At the center of the dispute is an order by the Tacoma-Pierce County Health Board, which demands that 14 local water purveyors put fluoride in water to prevent cavities among children. A lower court sided with the health board earlier this year.
While it will be several months before the Supreme Court issues a ruling, the judges asked Thursday about what constitutes a public health hazard and how far authorities can go to prevent one.
Why should the health board be allowed to use its police power when “there’s no claim that drinking water is at risk?” asked Justice Richard Sanders.
“These are mandatory duties that are imposed on county boards of health,” said Paul Lawrence, the attorney representing the health board. “This is the least expensive, most effective way to combat that disease.”
Sanders responded testily: “Is tooth decay a dangerous disease?”
“It is,” the attorney replied.
“Then how do you catch it?” Sanders asked.
Six of the affected water providers were in court Thursday to appeal a Pierce County Superior Court judge’s decision from earlier this year. That judge had affirmed the health board’s October 2002 order, acknowledging the board’s broad power to regulate and supervise public health in the county.
Citing urgency, the water districts skipped the Court of Appeals and went straight to the Supreme Court.
During the 30 minutes that each side had to argue its case Thursday, justices peppered them with mostly constitutional questions. But they also asked both sides the same things that local proponents and opponents of fluoride have argued for the past few years.
“Is (fluoridation) really a medication?” asked Justice Bobbe Bridge. “Many things that combat disease are not medication.”
Plaintiffs answered yes, citing medical and English dictionaries.

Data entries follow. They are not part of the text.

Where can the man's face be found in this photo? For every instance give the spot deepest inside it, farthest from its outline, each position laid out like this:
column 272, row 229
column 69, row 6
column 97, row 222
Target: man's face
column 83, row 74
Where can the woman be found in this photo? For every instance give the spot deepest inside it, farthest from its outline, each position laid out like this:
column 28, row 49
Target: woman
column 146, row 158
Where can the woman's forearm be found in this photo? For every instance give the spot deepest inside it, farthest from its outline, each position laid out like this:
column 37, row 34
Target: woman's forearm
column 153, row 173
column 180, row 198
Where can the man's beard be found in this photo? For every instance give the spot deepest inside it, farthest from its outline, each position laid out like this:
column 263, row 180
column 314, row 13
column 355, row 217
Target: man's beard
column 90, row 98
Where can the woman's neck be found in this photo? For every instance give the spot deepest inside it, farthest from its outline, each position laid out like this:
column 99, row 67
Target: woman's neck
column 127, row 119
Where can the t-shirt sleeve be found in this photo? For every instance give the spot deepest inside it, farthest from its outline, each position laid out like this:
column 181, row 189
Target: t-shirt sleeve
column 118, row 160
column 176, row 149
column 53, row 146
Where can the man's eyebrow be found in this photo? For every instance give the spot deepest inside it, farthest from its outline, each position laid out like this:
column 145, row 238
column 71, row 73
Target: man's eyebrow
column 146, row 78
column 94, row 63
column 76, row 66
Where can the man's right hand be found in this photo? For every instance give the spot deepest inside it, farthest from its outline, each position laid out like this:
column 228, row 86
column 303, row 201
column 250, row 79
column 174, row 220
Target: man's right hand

In its order last year, the board told water purveyors serving more than 5,000 customers to fluoridate their water. A total of 238,000 people are affected throughout the county, including those in Lakewood, Puyallup, Sumner, Edgewood, Bonney Lake, Milton, Steilacoom, Parkland and Spanaway.
Some water suppliers followed the order, while others opted to challenge it.
The key issues that the plaintiffs are arguing are:
* Whether a water district has exclusive jurisdiction over its water according to state law.
* Whether the health board’s order would be a forced medication and is illegal.
* Whether forcing private water companies to pay the costs associated with fluoridating their water constitutes an unlawful tax.
The mandate from the Board of Health steps over the line by “giving orders to independently elected officials” and by “repealing the authority of an independent agency,” argued Michael Ruark, the lawyer representing the Lakewood Water District.
The water suppliers have insisted on a public vote before adding fluoride to the water. They fear lawsuits from residents if they obey the health board’s order.
A group of Pierce County residents had begun an initiative drive earlier this year to force the issue on the ballot. But the group has halted the effort until the Supreme Court answers the constitutional questions about the health board’s authority, said Marianne Lincoln, a Spanaway activist who began the petition drive.
Customers of the six water providers still in the lawsuit probably won’t see fluoride in their drinking water by the Jan. 1, 2004, deadline. The health department had told suppliers to sign contracts by Jan. 2 this year, agreeing to fluoridate or face $250-a-day fines. But that penalty has been suspended until the court case is resolved.
About 300,000 residents in Tacoma, Fircrest and the local military bases already receive fluoridated drinking water.